One question is therefore whether we can 'train' our brains in a general way. There is only one study looking at this brain training and it is not compelling. It doesn't seem that we can make the whole brain 'stronger' by exercises, like a muscle, as improvements are focal to the pathways utilised.
However, there is the observation that some small differences can compound. This has been noted before by Richard Nisbett in what he terms 'multipliers'. It seems that there are these cognitive multipliers available:
Growth mindset
Practice like an expert
Constructing memory cues
Growth mindset
Carol Dweck has done a lot of work looking at the phenomenon of the growth mindset. This is the fact that the effort put in is a key variable in outcome. Thinking that a lot of achievement is innate can actually stymy both high achievers and low achievers. As such, a mindset that focuses on growing can transform the outcomes open to the individual, probably because it represents an active embrace of continuous learning.
Memory cues
Creating memory cues is another very effective technique. These are skills for retrieval, not for learning, and so are considerations after the material has been explored and learned. There are a few different ‘mnemonic devices’ for this. These are often based around the superior visuospacial capacities of the mind.

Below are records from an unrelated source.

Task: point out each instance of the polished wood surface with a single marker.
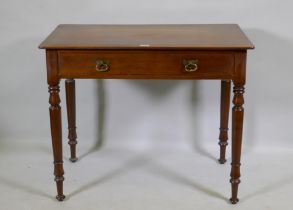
(201, 36)
(147, 52)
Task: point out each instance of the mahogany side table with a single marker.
(188, 52)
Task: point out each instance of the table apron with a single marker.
(145, 64)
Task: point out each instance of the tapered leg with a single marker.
(224, 118)
(70, 102)
(56, 132)
(237, 127)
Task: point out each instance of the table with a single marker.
(188, 52)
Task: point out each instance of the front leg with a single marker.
(70, 103)
(224, 118)
(56, 133)
(237, 127)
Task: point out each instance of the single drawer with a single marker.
(146, 64)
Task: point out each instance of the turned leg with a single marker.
(237, 127)
(224, 118)
(56, 132)
(70, 102)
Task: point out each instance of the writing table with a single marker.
(186, 52)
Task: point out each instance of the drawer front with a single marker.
(146, 64)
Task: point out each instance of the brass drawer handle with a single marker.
(102, 66)
(190, 65)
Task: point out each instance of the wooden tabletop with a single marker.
(203, 37)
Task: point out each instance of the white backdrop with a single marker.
(146, 111)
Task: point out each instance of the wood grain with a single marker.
(201, 36)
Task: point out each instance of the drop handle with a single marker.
(190, 65)
(102, 65)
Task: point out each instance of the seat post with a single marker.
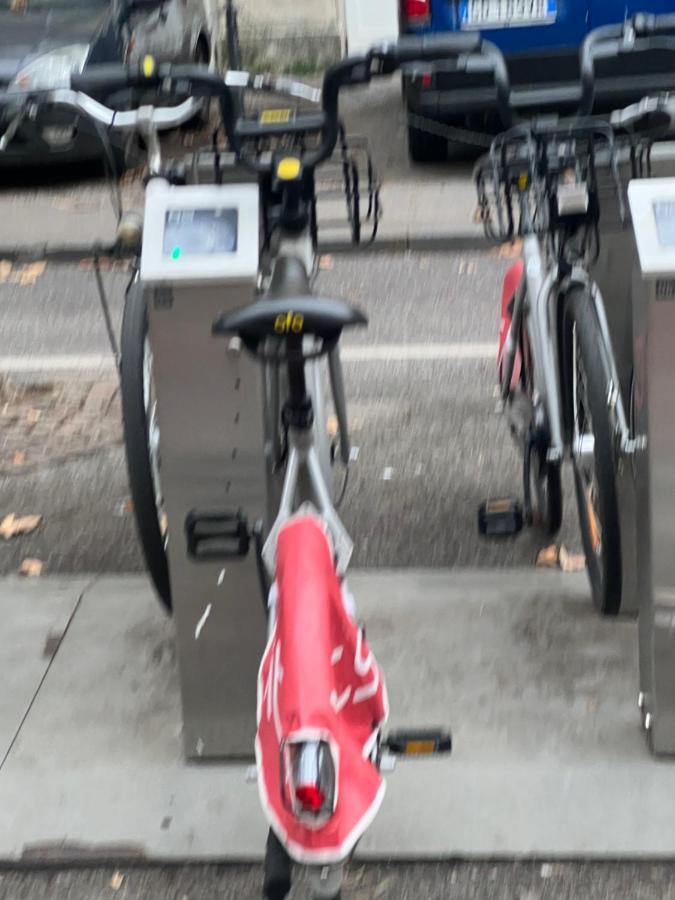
(298, 412)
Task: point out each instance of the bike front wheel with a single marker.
(593, 450)
(141, 439)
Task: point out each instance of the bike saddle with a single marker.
(290, 311)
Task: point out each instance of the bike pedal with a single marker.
(425, 742)
(500, 518)
(217, 535)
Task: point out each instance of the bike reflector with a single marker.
(416, 12)
(308, 780)
(321, 705)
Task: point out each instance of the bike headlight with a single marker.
(53, 69)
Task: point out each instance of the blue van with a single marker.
(540, 40)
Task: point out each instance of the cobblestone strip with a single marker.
(43, 423)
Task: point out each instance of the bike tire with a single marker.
(603, 562)
(136, 441)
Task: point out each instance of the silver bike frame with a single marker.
(539, 304)
(307, 474)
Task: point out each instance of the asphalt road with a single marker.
(431, 444)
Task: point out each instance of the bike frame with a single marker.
(539, 305)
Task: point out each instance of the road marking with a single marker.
(418, 352)
(55, 363)
(366, 353)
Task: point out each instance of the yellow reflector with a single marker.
(420, 748)
(275, 116)
(149, 66)
(289, 169)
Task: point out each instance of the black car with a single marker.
(41, 40)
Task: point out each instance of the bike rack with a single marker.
(213, 474)
(613, 272)
(654, 337)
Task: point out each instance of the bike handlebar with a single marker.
(641, 34)
(467, 51)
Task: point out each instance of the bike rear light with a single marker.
(416, 12)
(310, 797)
(308, 781)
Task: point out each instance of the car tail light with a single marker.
(308, 780)
(416, 12)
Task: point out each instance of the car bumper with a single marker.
(55, 136)
(451, 96)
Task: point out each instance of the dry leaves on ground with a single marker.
(554, 557)
(514, 250)
(12, 525)
(31, 568)
(117, 881)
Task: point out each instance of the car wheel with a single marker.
(425, 147)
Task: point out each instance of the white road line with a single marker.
(364, 354)
(418, 352)
(56, 363)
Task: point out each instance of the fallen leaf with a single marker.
(31, 568)
(29, 274)
(548, 557)
(571, 562)
(117, 881)
(512, 250)
(12, 525)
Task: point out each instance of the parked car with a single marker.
(540, 39)
(40, 40)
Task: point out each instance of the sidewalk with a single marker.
(549, 759)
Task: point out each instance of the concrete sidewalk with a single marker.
(549, 758)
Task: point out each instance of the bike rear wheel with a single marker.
(593, 450)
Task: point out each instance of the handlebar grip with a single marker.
(106, 79)
(434, 47)
(649, 24)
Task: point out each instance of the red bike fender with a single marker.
(512, 280)
(318, 681)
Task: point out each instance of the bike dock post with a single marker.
(613, 272)
(653, 209)
(212, 466)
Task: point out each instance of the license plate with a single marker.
(505, 13)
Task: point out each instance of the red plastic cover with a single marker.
(318, 681)
(511, 282)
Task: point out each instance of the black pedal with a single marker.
(500, 518)
(423, 742)
(217, 535)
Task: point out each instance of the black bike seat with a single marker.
(290, 317)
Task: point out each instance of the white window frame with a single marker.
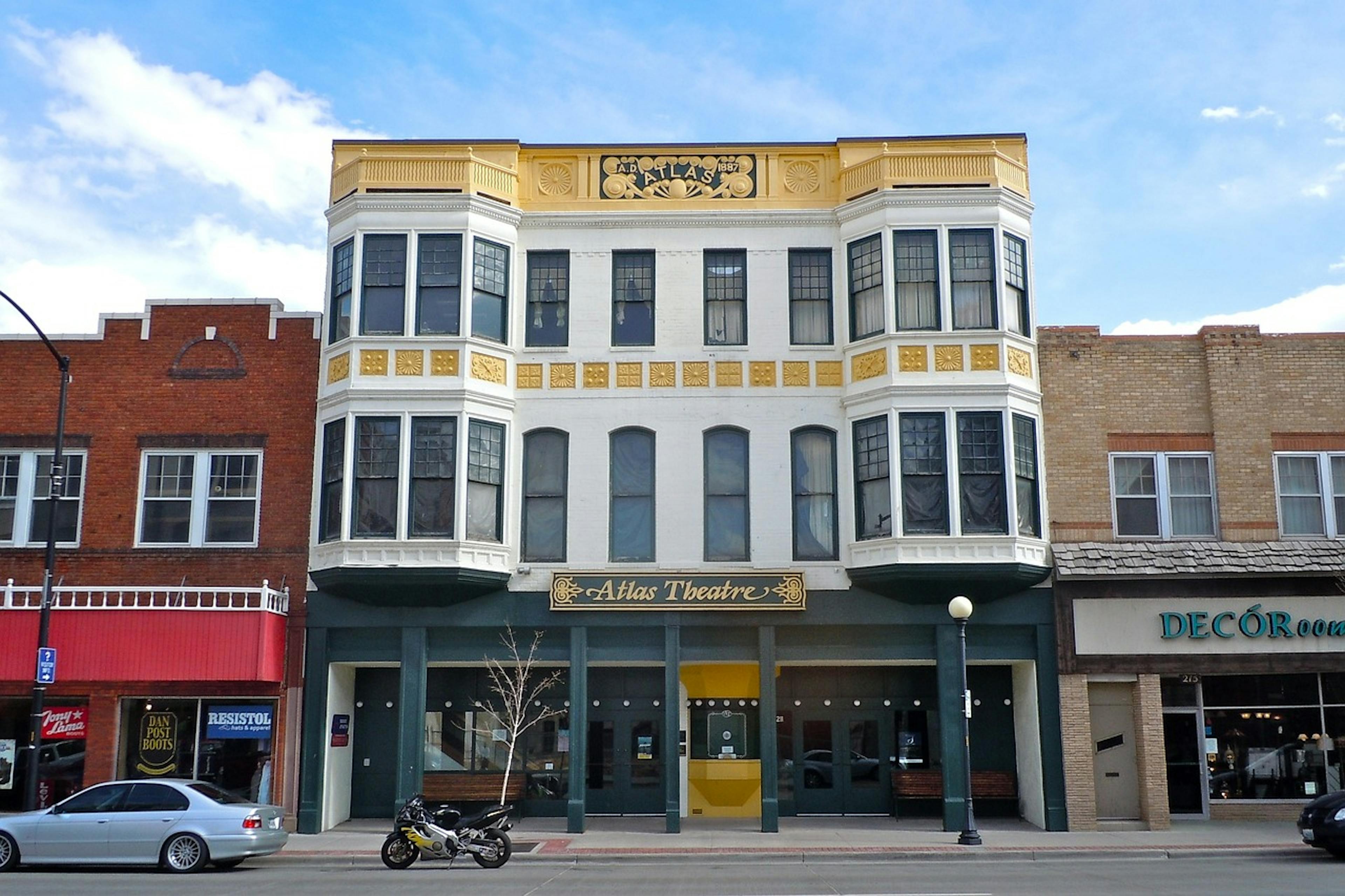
(22, 537)
(1332, 527)
(1163, 494)
(200, 497)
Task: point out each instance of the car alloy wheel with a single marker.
(185, 853)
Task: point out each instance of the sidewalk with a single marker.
(822, 839)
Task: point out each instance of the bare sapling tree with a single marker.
(518, 687)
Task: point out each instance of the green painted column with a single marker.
(949, 658)
(579, 730)
(314, 738)
(411, 715)
(1048, 717)
(770, 752)
(672, 723)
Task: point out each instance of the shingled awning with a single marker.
(1173, 559)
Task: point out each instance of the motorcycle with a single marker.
(444, 833)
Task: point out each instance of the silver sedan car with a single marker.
(179, 825)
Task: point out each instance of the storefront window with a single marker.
(224, 742)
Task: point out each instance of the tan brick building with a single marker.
(1198, 508)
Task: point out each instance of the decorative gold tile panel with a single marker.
(411, 362)
(985, 357)
(563, 376)
(662, 373)
(528, 376)
(443, 362)
(795, 373)
(489, 368)
(728, 373)
(338, 368)
(596, 375)
(830, 373)
(373, 362)
(630, 375)
(869, 365)
(912, 358)
(762, 373)
(947, 357)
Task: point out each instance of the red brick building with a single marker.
(182, 547)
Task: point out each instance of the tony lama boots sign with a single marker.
(598, 591)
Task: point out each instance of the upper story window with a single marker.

We have evolved to have this system particularly effective (perhaps a throwback to our hunter-gatherer days) so converting other knowledge formats into it allows better retrieval.
One example is the memory palace. This involves the imagination of a well known physical space which is then populated with highly memorable imagery that is related to the learning topic. When recall is desired you can then ‘walk around’ the memory palace in your head, which is surprisingly easy to remember. The imagery that you placed there will then be able to prompt you to remember the desired information.
Encoding systems are also used that provide a method for turning non visual info into visual. Memory champions have done this for things such as numbers and playing cards. For instance, each card in a pack of cards can be allocated a specific image. The act of memorising this is initially hard work but once the system is learned it can be relatively easily employed. In the cards example, the images can be placed around a memory palace and recalled in order, thus allowing memory champions to recall the order of entire decks of cards (sometimes more than one).
Summary
As a summary, we can see how such findings can be applied to students. First is to start with the reminder that effective learning can be hard, and that this is a sign of striving, not of failure. Striving is the path to excellence and should not be feared. Importantly, there is a huge capacity for self development through learning. Most of the limitation comes from how you limit your learning.
They highlight the key strategies of:
Testing
Spacing
Interleaving
They also promote:
Elaboration
Generation
Reflection
Calibration
Mnemonic devices
Similar advice is dispensed for higher learners and teachers. Ultimately, these strategies have a strong evidence base and fit into a larger model of learning that we are increasingly understanding. Some of them may initially seem counterintuitive, and at times even counterproductive, but this does not offset their effectiveness.